How effective is FLASH marking?
One will be conducting a research project to investigate the effect of FLASH (Fast Logical Aspirational Student Help) marking on teacher workload and student performance. There is a large focus, supported by government, Ofsted and Unions, on finding effective methods of providing feedback to students without creating an excessive workload for teachers (https://www.gov.uk/government/publications/feedback-and-marking-reducing-teacher-workload)
The method being investigated at One includes using skills-based comments in a code system which identifies areas students have excelled in as well as areas for improvement. It is anticipated that the ‘FLASH’ marking will provide effective feedback to ensure student progress whilst also helping teachers to mark more efficiently and reduce marking workload.
The effectiveness of FLASH marking is currently also being investigated in a large-scale project financed by the Education Endowment Foundation
Elaine Bowen (Research Champion; email@example.com)

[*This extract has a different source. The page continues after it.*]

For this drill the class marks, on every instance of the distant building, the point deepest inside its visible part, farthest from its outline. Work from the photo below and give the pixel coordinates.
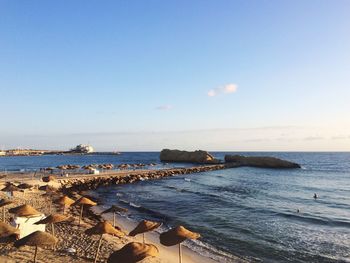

Project update - February 2019
FLASH marking using a coding system has now been implemented for the intervention group for a six week period. Marking time has gone down considerably as a result compared to the control group.
A questionnaire will (Studen questionnaire on FLASH marking.docx) be used after February half term to ascertain students' feedback regarding the coded marking.
Any impact on assessment outcomes will be determined by comparing standardised tests and internal examination results of these groups.
Project update - May 2019
The research project has now finished and results have been analysed. Findings show that there is very little different (not statistically different) in student progress between the control and intervention group.
Marking time is reduced within the intervention group who received FLASH marking. This saved teachers on average 33 seconds per student.
Student feedback on FLASH marking shows that all students found the marking codes either Very Easy (27%), Easy (20%) or OK (53% to understand) and they all found them either Very Helpful (7%), Helpful (33%) or OK (60%) to use. Although only 53% of students would be happy if all marking was FLASH marking, whilst 47% would not. As a result, FLASH marking can be used within the teachers’ marking toolbox, but cannot be the sole method used.
Future research needs to expand on the aims and methodology of this research, as only a very small sample of students were used and only three assessments were included in the process. In future, more students should be included over a longer period of time to see if the results are mirrored in this context.